Saturday, March 22, 2008

Thoughts on Nebula Nominees 2008: Short Stories

Given that the Hugo Nominations are out, I figure I should get back on to writing about the Nebula Nominees. I have three novellas to read, but I have finished the Novelettes and the Short Stories. I’m not sure how far I will get on the Novels.

Short Stories
"Unique Chicken Goes In Reverse," by Andy Duncan
"Always," by Karen Joy Fowler
"Titanium Mike Saves the Day," by David D. Levine
"The Story of Love," by Vera Nazarian
"Captive Girl," by Jennifer Pelland
"Pride," by Mary Turzillo


There are some good shorts here in this list of nominees. I rather like Andy Duncan’s “Unique Chicken Goes in Reverse” from Eclipse One. It’s a story of a priest visiting a family whose young daughter has a chicken named Jesus Christ which she believes has miraculous powers. I found the story to have a much softer feel to it than I had anticipated given the title. The ending, as such, is a bit of an anti-climax, but the whole concept of the story is so fascinating that I’m happy to have read it.

Not so with Vera Nazarian’s “The Story of Love”. I wanted to quit the story by the second page, but I persevered. It’s a short story and it is nominated for the Nebula. Surely it is worth continuing. Not so, I say, not so. An unloved daughter finds love and learns to love after having been traded in marriage for a dowry (as happens / happened in “olden days”). There’s redemption, and I think some readers will be enraptured by Nazarian’s prose. Not I, said the not at all self conscious reviewer. Not I.

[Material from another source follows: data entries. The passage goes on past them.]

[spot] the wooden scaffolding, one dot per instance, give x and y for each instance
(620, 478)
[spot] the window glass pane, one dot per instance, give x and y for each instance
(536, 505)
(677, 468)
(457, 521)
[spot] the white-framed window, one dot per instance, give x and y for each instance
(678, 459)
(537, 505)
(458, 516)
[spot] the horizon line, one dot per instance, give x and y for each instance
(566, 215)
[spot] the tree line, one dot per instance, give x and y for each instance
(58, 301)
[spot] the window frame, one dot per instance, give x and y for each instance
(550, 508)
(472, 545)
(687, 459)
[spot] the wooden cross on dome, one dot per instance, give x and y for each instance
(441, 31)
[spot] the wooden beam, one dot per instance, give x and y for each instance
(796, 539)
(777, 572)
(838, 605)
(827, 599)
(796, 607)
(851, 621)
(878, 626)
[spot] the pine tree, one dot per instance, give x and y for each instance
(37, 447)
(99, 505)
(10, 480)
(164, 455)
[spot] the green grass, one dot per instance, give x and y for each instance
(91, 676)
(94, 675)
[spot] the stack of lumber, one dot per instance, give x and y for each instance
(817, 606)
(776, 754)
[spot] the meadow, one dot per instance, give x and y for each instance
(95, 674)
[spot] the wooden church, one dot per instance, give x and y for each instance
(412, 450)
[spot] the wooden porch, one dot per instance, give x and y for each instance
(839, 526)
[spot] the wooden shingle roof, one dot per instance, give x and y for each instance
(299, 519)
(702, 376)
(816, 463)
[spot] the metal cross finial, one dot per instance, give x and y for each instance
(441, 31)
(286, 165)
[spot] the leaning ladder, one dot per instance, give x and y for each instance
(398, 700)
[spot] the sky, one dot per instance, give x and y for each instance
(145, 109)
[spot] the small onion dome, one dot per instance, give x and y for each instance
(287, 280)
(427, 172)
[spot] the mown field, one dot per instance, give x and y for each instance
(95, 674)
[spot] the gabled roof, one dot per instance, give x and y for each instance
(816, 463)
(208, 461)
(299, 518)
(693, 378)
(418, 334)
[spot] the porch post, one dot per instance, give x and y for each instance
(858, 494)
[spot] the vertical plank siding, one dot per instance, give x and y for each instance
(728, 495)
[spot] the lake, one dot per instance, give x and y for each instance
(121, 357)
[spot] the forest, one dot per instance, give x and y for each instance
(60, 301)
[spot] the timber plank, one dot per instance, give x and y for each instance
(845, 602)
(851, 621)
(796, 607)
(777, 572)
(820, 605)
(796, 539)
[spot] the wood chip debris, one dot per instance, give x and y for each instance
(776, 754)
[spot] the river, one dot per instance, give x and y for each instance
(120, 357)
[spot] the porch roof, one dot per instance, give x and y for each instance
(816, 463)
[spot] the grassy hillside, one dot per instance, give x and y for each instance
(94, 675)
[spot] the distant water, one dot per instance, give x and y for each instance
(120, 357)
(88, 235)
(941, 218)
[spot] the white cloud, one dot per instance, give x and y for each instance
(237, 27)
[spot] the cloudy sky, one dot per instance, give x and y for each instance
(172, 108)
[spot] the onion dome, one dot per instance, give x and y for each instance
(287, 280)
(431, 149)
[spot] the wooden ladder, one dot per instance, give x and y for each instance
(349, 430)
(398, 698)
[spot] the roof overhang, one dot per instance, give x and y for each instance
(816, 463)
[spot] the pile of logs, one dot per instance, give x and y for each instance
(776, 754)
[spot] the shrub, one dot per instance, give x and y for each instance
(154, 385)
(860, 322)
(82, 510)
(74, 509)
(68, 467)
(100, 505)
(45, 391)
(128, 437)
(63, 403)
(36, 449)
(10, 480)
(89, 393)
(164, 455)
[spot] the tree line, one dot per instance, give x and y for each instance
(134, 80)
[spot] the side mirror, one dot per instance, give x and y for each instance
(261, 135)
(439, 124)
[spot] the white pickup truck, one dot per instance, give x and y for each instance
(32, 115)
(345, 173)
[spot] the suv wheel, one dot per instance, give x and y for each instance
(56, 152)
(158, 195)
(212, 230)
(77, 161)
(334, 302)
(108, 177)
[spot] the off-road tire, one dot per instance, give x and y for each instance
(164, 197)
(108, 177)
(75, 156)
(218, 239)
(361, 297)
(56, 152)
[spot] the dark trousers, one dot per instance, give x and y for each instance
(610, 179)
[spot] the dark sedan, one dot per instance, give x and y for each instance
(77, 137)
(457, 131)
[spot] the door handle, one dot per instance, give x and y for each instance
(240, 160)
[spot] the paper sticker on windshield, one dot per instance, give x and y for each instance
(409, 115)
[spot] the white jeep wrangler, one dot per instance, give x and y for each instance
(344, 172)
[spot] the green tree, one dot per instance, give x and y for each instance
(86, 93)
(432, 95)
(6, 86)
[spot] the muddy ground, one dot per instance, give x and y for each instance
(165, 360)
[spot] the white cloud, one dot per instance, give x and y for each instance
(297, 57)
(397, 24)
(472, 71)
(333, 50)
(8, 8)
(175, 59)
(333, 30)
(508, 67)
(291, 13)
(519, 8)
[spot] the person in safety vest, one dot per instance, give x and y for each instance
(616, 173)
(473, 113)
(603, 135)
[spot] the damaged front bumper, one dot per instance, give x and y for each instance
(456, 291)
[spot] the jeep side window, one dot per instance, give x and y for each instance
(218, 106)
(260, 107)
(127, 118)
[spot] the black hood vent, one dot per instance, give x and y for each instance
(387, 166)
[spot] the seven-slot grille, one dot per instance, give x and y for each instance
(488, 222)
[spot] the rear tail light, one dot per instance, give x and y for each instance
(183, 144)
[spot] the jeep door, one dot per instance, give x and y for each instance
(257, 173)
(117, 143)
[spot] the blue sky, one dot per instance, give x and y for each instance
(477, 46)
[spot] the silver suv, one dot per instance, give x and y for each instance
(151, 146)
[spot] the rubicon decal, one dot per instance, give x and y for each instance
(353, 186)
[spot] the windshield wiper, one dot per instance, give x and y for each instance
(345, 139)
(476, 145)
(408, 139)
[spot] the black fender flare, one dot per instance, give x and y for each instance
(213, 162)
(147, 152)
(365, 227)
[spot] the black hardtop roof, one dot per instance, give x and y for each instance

“Always” by Karen Joy Fowler is not at all what one might expect, though this is my first experience reading Fowler, so maybe I’m wrong. The story features a girl joining a cult promising immortality, but it is a very thoughtful story and while it could be read as a cautionary tale, I don’t think that’s it. It’s been quite a while since I last read “Always”, and it isn’t a story which has stuck with me, but it’s a good story.

Mary Turzillo’s “Pride” is from the outstanding anthology Fast Forward 1 (edited by Lou Anders). Excellent story, as is most everything out of Fast Forward. We’ve got a guy stealing a kitten out of a laboratory which tests animals, only to discover than the kitten will grow much larger than your average cat. Much. The story focuses on Kevin’s attempts to raise the animal and keep it protected from the authorities while eventually protecting his family from the animal. It’s a big cat. Such an interesting story. Yeah, that’s an overused word “interesting”, but “Pride” is a story I’m glad I read and one I wanted to keep reading after it was done.

I admit to a certain fondess for David Levine’s “Titanium Mike Saves the Day”. It’s a story about stories and telling stories, which normally makes my ass itch. But “Titanium Mike” is written so that there is a legend of a guy named Titanium Mike who helped out spacefarers in various outlandish ways and each time the Titanium Mike story is told it is to break the ice or relax a situation and get results done, because that’s what Titanium Mike does. Only, here, in “Titanium Mike Saves the Day” the story is broken up so that each time the story is told, the next section of the story is an earlier version of the story until finally Levine reveals the origin of the Titanium Mike myth, and it is so much more and less than what the story has grown to be. It’s a wonderful little story, something I could easily imagine Mike Resnick having written (this is praise, thank you).

But my favorite Nebula Nominated Short Story, and the one I hope picks up a win is Jennifer Pelland’s “Captive Girl”. This is a heartbreaking vision of the future where out planetary defenses are manned by three women who have been physically stripped of much of their humanity in order to protect Earth. “Captive Girl” is a love story between one of the three women and one of her caretakers, but it is a painful one. It is a beautiful one. “Captive Girl” was the one story which really moved me in an authentic way. It is a brutal, tough story, but one which also made me want to find more from Pelland and look forward with eagerness to her first short story collection Unwelcome Bodies. This is the story I want to see win the Nebula for Best Short Story.

Outside of my desire to see Jennifer Pelland’s story win, I have no sense on how the Nebula voters might go here. I haven’t been following the Nebulas over a period of years and so have no feel for that sort of thing.


Previous Thoughts:
Novelettes

1 comment:

  1. Thank you for your kind words on my story. If only you were a Nebula voter!